Тем временем капитан Вир приглашает к себе двух старших офицеров, штурмана и первого лейтенанта, чтобы распить вечером стаканчик вина и поболтать. Выпив за здоровье короля и за погибель французам, офицеры начинают разглагольствовать об опасностях мятежа на флоте и вспоминают "крамольные" слова Билли Бадда. Капитан с улыбкой отметает их умозаключения и, прислушавшись к пению матросов с нижней палубы, говорит: "Те, кто поют, счастливы, а там, где счастье, нет места мятежу."
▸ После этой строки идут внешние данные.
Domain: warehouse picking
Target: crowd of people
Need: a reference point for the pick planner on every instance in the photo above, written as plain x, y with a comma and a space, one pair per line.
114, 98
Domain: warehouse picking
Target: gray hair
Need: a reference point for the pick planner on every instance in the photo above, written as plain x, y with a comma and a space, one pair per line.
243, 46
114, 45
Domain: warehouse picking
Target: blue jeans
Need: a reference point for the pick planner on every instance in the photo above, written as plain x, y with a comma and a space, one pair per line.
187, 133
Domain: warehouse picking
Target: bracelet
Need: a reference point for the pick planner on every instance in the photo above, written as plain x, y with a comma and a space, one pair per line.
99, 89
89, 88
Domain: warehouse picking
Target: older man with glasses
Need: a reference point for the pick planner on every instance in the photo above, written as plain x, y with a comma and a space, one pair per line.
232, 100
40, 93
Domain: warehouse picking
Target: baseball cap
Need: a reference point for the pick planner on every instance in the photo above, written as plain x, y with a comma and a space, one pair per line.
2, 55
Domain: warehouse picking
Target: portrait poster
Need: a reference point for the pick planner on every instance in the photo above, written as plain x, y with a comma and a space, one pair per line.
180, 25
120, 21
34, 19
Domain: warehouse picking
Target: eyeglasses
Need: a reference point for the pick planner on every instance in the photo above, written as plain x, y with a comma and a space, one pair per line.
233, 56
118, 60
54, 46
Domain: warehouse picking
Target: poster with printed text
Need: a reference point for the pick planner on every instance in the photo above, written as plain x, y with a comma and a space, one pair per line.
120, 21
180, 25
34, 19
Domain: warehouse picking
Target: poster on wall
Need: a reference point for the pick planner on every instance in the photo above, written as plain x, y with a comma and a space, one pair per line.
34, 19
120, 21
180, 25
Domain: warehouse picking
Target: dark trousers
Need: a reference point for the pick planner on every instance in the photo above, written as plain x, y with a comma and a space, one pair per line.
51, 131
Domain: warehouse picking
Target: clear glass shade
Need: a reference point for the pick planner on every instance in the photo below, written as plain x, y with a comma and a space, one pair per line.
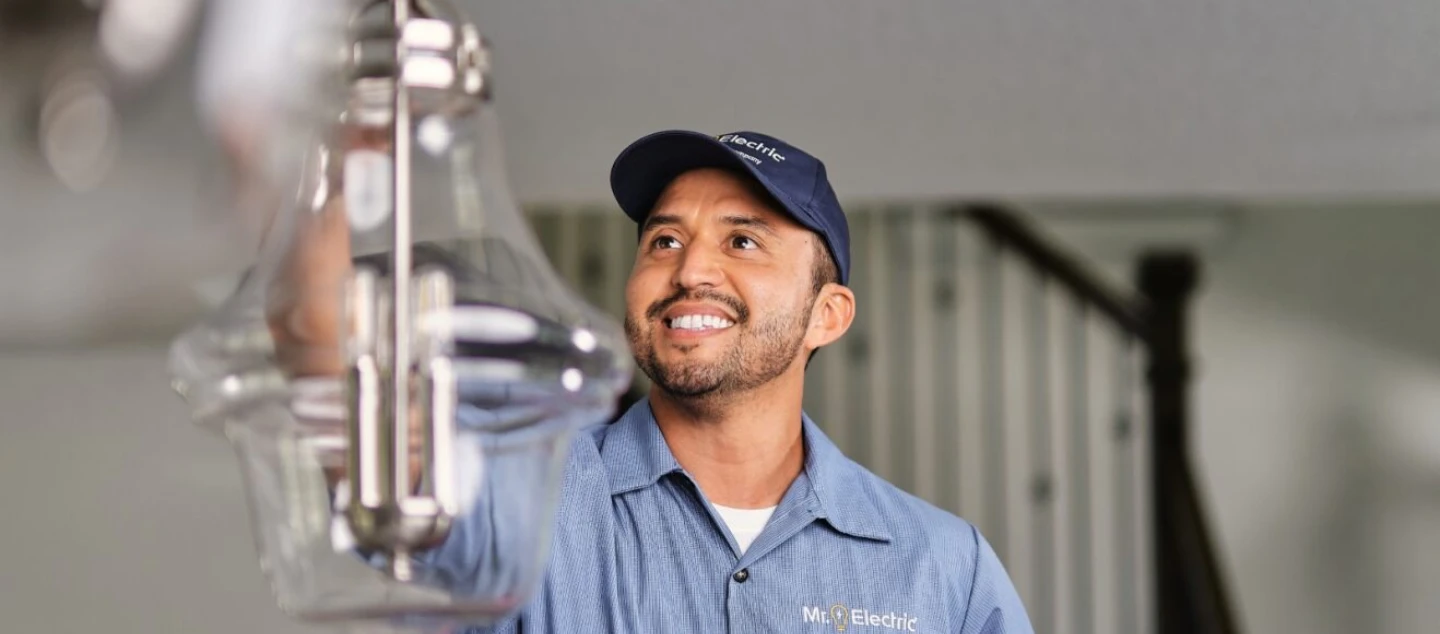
401, 365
А матросы, и среди них Билли Бадд, действительно развлекаются шутливыми куплетами. Билли кое-что понадобилось в сумке, он лезет в свой угол палубы, где висел его гамак, и - вуаля! - извлекает оттуда того самого проныру, которому Клэггарт велел следить за Билли. На закономерный вопрос: "Какого чёрта?" тип вместо ответа извлекает нож. Завязывается драка, Билли обезоруживает противника, и тут на шум является Клэггарт с подчинёнными. Выяснив, в чём дело, каптенармус без всякой пощады приказывает заковать виновника в кандалы, а Билли помогает подняться с пола и обращается к нему ласково и с улыбкой: "Handsomely done, my lad. And handsome is as handsome did it, too." ("Хорошая работа, дружок. Так же хороша, как хорош ты сам.") Но, когда все расходятся, каптенармуса случайно толкает какой-то неуклюжий пацанёнок, и на нём Клэггарт срывает раздражение, вытянув того тростью по спине. Оставшись один, Клэггарт поёт потрясающий монолог, текст которого достоин того, чтобы привести его почти целиком:
"О, красота, о, радость, доброта! Лучше бы мне не видеть её! Лучше бы я оставался в своём мире, среди того порока, в котором был рождён. Там было нечто вроде покоя, там я установил порядок, подобный тому, что царит в аду. Но увы, увы! Свет сияет во мраке, и мрак видит его, и страдает! <...> Узрев тебя, что остаётся мне? Нет выбора, нет, я обречён тебя уничтожить, стереть тебя с лица земли... <...> И всё станет так, как раньше. Тебе не спастись! Ненависть и зависть сильнее, чем любовь. Да будет так! О, красота, о, радость, доброта... Теперь ты в моей власти, ничто не защитит тебя. Ничто, ничто! Да будет так!... Ибо какова надежда, если любви удастся спастись? Если любовь останется жить и окрепнет, туда мне нет дороги... Где для меня надежда в моём царстве мрака? Нет! Не верю. Нет! Это будет слишком ужасная мука. Я, Джон Клэггарт, каптенармус "Неустрашимого", уничтожу тебя."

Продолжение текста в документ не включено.